Optimal Planning for Electricity–Gas–Hydrogen Integrated Energy Systems Considering Intertemporal Long-Term Hydrogen Storage and Multiple Uncertainties

To address the persistent imbalance between energy supply and demand in integrated energy systems, a power–hydrogen and power–gas interchange system involving intertemporal long-term hydrogen storage is proposed. In this system, intertemporal hydrogen energy storage guarantees the continuity of the charge state throughout the year for intraday and day-to-day charging/discharging to facilitate renewable energy consumption and the transfer of energy over time. Moreover, multiple uncertainties affecting the efficiency of energy conversion equipment and scenario probabilities are considered.

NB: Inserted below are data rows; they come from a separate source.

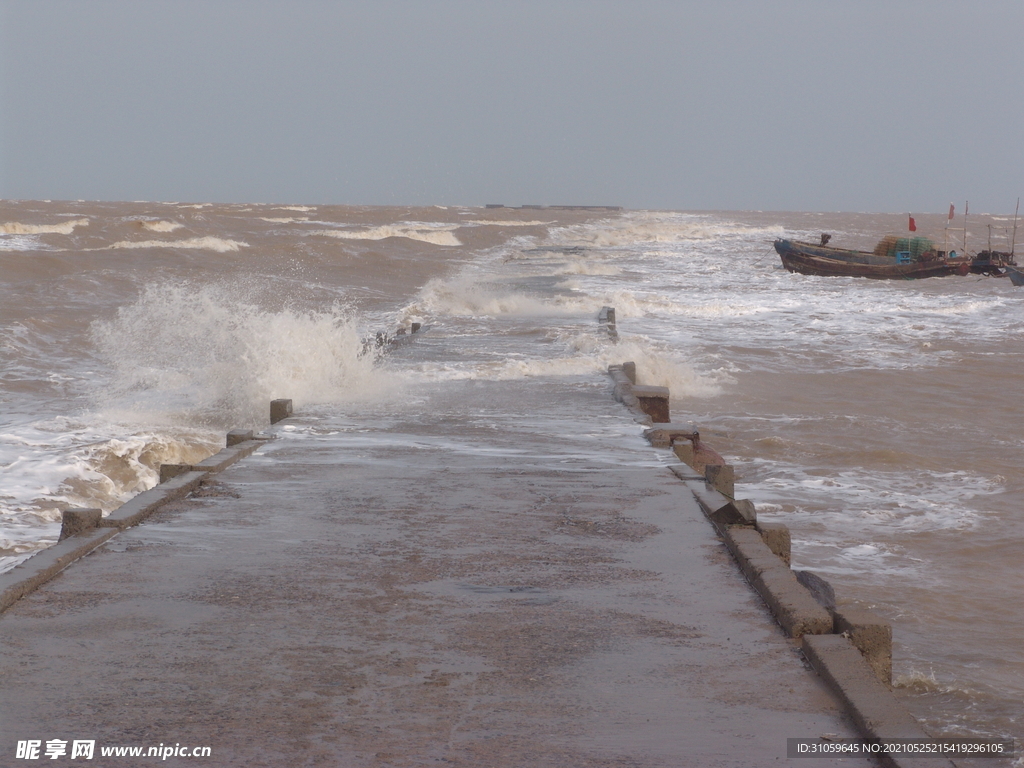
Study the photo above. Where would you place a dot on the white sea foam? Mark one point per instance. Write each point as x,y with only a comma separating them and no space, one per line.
494,222
644,227
220,245
434,235
65,227
213,352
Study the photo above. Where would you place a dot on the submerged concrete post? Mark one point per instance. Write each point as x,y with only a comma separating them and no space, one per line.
606,317
776,536
170,471
722,478
76,520
684,452
654,402
630,369
280,410
239,435
871,635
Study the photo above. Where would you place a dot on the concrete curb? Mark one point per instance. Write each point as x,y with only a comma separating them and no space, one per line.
788,601
135,510
624,393
873,708
857,664
39,568
42,566
228,456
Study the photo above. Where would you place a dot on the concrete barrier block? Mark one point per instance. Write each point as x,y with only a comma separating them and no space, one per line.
877,713
722,478
871,635
223,459
685,473
720,509
238,435
74,521
684,452
666,435
776,536
135,510
170,471
280,410
630,370
653,401
624,391
792,605
820,590
42,566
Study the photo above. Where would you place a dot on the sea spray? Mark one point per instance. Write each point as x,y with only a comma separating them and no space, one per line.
214,354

To address the multiple uncertainties in integrated energy systems, a hybrid approach that combines stochastic and robust models is proposed, and an uncertainty adjustment parameter is adopted to flexibly fine-tune the conservatism of the planning scheme. Then, a column and constrained generation algorithm and robust dyadic theory are combined to decompose the original problem into a master problem with mixed-integer linear characteristics and subproblems. These subproblems are solved alternately, allowing us to derive the optimal solution for the original problem. Finally, the superiority and validity of the proposed model and planning method in both typical and extreme scenarios are verified through case studies.